Many people around the globe already thought the mantle had been passed, perhaps to China, though that possibility is hotly debated.
Now signs of changing times are more stark, with world leaders frustrated and even angry over a global financial crisis many see as caused by American policy mistakes. Meanwhile the monetary meltdown is likely to force cuts in public and private science and technology investment - a cornerstone of the American economic engine that has historically driven the nation's preeminence.
While opinions on the ultimate outcome run the full spectrum of possibilities, many see a new world order, of some sort, in the making.
"The general perception of the United States as the key base of the world economy is shaken badly right now," said Alan Porter, emeritus professor of the School of Public Policy at the Georgia Tech. "That will spiral into foreigners being less inclined to put their money into our government and companies.

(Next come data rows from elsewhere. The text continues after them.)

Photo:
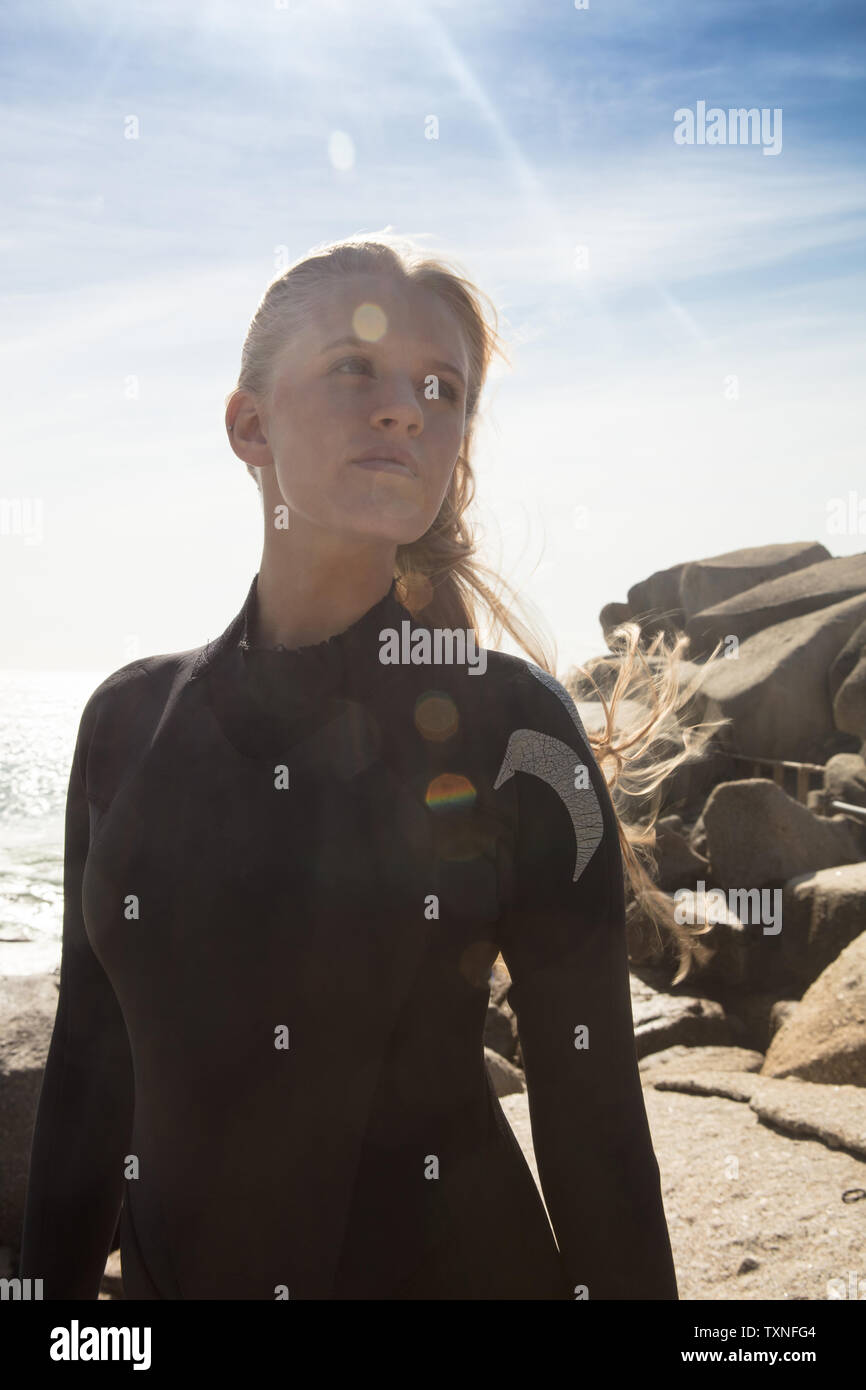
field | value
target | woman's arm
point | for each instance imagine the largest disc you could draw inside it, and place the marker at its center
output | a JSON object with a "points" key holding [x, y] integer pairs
{"points": [[565, 945], [84, 1119]]}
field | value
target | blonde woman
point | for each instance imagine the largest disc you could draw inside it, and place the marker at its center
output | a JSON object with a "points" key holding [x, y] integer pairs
{"points": [[293, 856]]}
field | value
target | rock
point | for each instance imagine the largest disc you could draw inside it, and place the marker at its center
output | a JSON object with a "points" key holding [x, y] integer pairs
{"points": [[690, 784], [501, 982], [826, 584], [781, 1011], [679, 865], [756, 836], [655, 602], [28, 1007], [734, 1086], [501, 1032], [706, 583], [736, 1190], [824, 1039], [697, 1061], [822, 913], [847, 683], [111, 1285], [836, 1115], [662, 1020], [845, 779], [612, 615], [506, 1079], [759, 1014], [754, 688]]}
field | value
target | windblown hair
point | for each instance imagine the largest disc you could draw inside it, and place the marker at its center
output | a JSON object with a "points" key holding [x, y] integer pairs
{"points": [[442, 576]]}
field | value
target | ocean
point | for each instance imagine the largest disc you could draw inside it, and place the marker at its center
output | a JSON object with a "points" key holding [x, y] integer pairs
{"points": [[39, 715]]}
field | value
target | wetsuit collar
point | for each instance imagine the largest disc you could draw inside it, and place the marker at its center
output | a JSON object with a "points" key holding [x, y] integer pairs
{"points": [[360, 640]]}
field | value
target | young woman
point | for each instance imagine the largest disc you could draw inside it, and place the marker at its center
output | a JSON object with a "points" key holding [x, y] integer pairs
{"points": [[292, 858]]}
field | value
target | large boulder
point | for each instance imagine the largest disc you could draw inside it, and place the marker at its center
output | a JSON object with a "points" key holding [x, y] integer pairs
{"points": [[655, 602], [677, 862], [28, 1007], [845, 780], [824, 584], [847, 681], [774, 691], [824, 1039], [506, 1079], [822, 913], [663, 1019], [706, 583], [758, 836]]}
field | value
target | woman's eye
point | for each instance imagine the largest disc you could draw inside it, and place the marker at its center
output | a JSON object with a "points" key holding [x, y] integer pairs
{"points": [[349, 362], [445, 387]]}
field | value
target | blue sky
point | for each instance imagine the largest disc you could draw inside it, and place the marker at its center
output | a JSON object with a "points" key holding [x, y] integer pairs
{"points": [[267, 129]]}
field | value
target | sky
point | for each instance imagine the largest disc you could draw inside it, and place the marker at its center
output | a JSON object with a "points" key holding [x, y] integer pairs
{"points": [[684, 321]]}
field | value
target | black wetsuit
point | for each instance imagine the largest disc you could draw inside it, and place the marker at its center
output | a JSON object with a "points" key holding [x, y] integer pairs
{"points": [[287, 877]]}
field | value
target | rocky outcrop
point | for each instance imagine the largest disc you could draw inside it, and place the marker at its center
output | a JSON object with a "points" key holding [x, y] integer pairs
{"points": [[28, 1005], [756, 834], [824, 1039], [827, 584]]}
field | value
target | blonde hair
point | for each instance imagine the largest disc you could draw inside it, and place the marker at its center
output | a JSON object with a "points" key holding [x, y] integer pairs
{"points": [[442, 576]]}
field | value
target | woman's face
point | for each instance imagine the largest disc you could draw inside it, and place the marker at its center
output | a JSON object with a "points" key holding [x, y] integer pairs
{"points": [[402, 385]]}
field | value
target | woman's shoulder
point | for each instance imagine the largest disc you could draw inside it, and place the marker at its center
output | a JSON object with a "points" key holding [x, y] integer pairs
{"points": [[535, 698]]}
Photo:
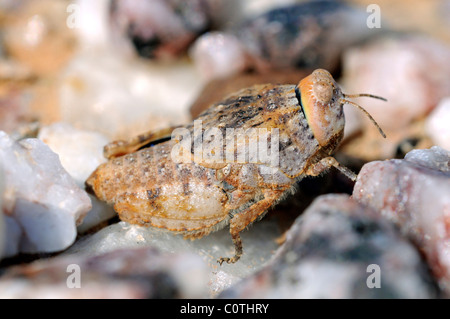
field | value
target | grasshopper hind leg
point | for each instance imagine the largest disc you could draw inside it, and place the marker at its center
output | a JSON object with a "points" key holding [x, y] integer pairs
{"points": [[246, 217]]}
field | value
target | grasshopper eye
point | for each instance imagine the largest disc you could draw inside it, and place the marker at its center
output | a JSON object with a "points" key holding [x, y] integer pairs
{"points": [[323, 91]]}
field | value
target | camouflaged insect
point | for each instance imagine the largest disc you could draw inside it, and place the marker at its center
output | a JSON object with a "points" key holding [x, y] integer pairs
{"points": [[193, 197]]}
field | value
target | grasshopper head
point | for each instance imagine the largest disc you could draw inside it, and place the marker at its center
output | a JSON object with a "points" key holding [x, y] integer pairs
{"points": [[322, 101]]}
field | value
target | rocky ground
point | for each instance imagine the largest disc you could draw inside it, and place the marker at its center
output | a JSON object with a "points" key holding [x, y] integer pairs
{"points": [[76, 75]]}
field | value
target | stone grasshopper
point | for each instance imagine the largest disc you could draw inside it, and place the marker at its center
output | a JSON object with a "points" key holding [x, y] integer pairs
{"points": [[172, 185]]}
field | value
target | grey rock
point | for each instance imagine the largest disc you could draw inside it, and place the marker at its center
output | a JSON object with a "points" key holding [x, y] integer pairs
{"points": [[415, 195], [40, 197], [336, 249], [126, 273]]}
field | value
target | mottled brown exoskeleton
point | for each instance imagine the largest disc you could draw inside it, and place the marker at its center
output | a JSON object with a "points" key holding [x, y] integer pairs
{"points": [[196, 197]]}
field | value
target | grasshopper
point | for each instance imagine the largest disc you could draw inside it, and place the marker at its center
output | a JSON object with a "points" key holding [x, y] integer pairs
{"points": [[197, 196]]}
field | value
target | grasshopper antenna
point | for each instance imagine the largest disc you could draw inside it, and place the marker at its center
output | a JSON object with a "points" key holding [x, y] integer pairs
{"points": [[362, 109]]}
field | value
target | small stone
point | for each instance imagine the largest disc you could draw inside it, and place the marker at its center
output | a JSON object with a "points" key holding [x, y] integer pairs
{"points": [[411, 72], [435, 158], [414, 194], [336, 249], [437, 124], [161, 29], [219, 55], [144, 97], [79, 151], [127, 273], [40, 196]]}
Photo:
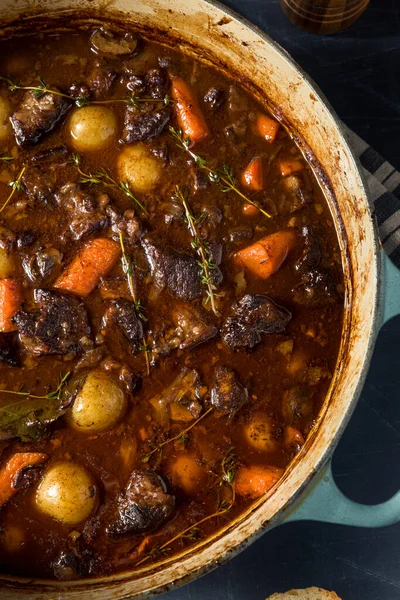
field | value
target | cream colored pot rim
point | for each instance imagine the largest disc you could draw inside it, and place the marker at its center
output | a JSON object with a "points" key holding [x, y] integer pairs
{"points": [[362, 374]]}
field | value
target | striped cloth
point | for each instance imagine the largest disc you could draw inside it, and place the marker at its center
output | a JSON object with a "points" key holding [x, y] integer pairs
{"points": [[384, 184]]}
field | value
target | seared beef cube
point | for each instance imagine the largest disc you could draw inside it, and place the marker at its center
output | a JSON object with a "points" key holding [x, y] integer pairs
{"points": [[192, 328], [101, 80], [39, 185], [140, 127], [88, 211], [180, 273], [9, 350], [39, 266], [253, 316], [37, 116], [156, 83], [143, 506], [317, 288], [125, 315], [60, 326], [228, 395], [214, 97], [200, 180], [112, 44]]}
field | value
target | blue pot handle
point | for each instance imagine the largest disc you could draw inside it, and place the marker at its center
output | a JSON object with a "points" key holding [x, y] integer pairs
{"points": [[323, 500]]}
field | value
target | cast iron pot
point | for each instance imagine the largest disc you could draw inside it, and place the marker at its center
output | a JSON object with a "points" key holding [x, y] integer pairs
{"points": [[213, 33]]}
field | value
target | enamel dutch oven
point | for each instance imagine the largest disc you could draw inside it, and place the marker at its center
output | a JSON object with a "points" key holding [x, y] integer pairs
{"points": [[307, 490]]}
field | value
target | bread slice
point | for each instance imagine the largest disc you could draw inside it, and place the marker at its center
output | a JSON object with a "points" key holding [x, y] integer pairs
{"points": [[312, 593]]}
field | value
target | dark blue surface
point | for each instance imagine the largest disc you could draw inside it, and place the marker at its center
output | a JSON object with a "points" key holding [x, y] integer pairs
{"points": [[359, 71]]}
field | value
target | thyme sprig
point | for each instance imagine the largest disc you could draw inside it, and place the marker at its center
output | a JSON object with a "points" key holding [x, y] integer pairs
{"points": [[206, 263], [127, 268], [42, 88], [178, 436], [192, 532], [16, 186], [103, 177], [222, 177], [52, 395]]}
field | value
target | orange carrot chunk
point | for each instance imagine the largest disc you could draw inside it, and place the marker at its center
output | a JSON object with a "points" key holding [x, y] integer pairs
{"points": [[290, 165], [254, 481], [266, 127], [253, 175], [93, 261], [10, 301], [188, 111], [13, 467], [265, 257]]}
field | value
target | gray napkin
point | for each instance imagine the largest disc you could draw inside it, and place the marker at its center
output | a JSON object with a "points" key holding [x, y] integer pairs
{"points": [[384, 184]]}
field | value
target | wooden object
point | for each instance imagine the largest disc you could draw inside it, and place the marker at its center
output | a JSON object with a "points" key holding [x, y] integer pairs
{"points": [[323, 16]]}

And that will lead to less investment and production."
Porter and others also don't see how military spending can continue at such a high level.
"Military might depends upon economic wherewithal," Porter told LiveScience. "We are so stretched now, that this is certainly slipping."
Yale University sociologist Immanuel Wallerstein has been predicting the end of America's global dominance since the 1980s. This week he told the Christian Science Monitor that fallout from the Iraq war and the mounting U.S. debt had accelerated the country's decline, and the current global crisis is just a culmination of these events.
America's superpower status depends on many factors. It was achieved through dominance in military, economic, political, intellectual, technological and cultural realms. Some experts have been saying in recent years that power could shift to those nations with huge emerging economies.
In a survey released in June, the Pew Research Center reported that citizens in many countries think the shift has already occurred:
"Most of those surveyed in Germany, Spain, France, Britain and Australia think China either has already replaced the U.S. [as the superpower] or will do so in the future," according to the report. But historians and other analysts told LiveScience in August, during the Olympics, that such a change had not yet taken place, and many doubted that it would anytime soon.
The current global financial crisis has created an all-bets-are-off feel, however, leaving some seasoned observers to ponder big changes that could emerge when the dust settles.
One unavoidable observation is that money, which equals power to a large degree, is vaporizing faster than you can say "$700 billion."
Anne-Marie Slaughter, Dean of the Woodrow Wilson School of Public and International Affairs at Princeton University, says the perception that New York is the financial capital of the world a false one - and now she's not the only one thinking that way.
"Shanghai is booming, and Hong Kong is booming, and Singapore is booming. London was already growing enormously," Slaughter said this week in an interview with the Council on Foreign Relations. She said neither New York nor any other single city will dominate the financial scene moving forward.
Others are more blunt.
"The USA will lose its superpower status in the global financial system," Germany's Social-Democrat Finance Minister Peer Steinbrueck said recently. "The world financial system is becoming multi-polar."
One big question the next president of the United States will have to deal with is how the nation's money problems play out in military, political and cultural realms. And when it comes to power, perceptions are important, too.
The German magazine Der Spiegel summed up a growing European sentiment in a commentary last week:
"The banking crisis in the United States has shaken many things in recent days, not just the chancellor's [Angela Merkel] affection for America and the respect the rest of the world once had for the U.S. as an economic and political superpower. ... Now, of all times, the world is faced with a preeminent power that no longer seems capable of leading and a U.S. president who is not even able to unite his divided country in an hour of need."
The situation will only worsen, Carnegie Endowment Visiting Scholar David Rothkopf wrote Sunday in The Washington Post: "Already this crisis has seen not just our enemies but even some of our closest allies wondering whether we are at the beginning of the end of both American-style capitalism and of American supremacy."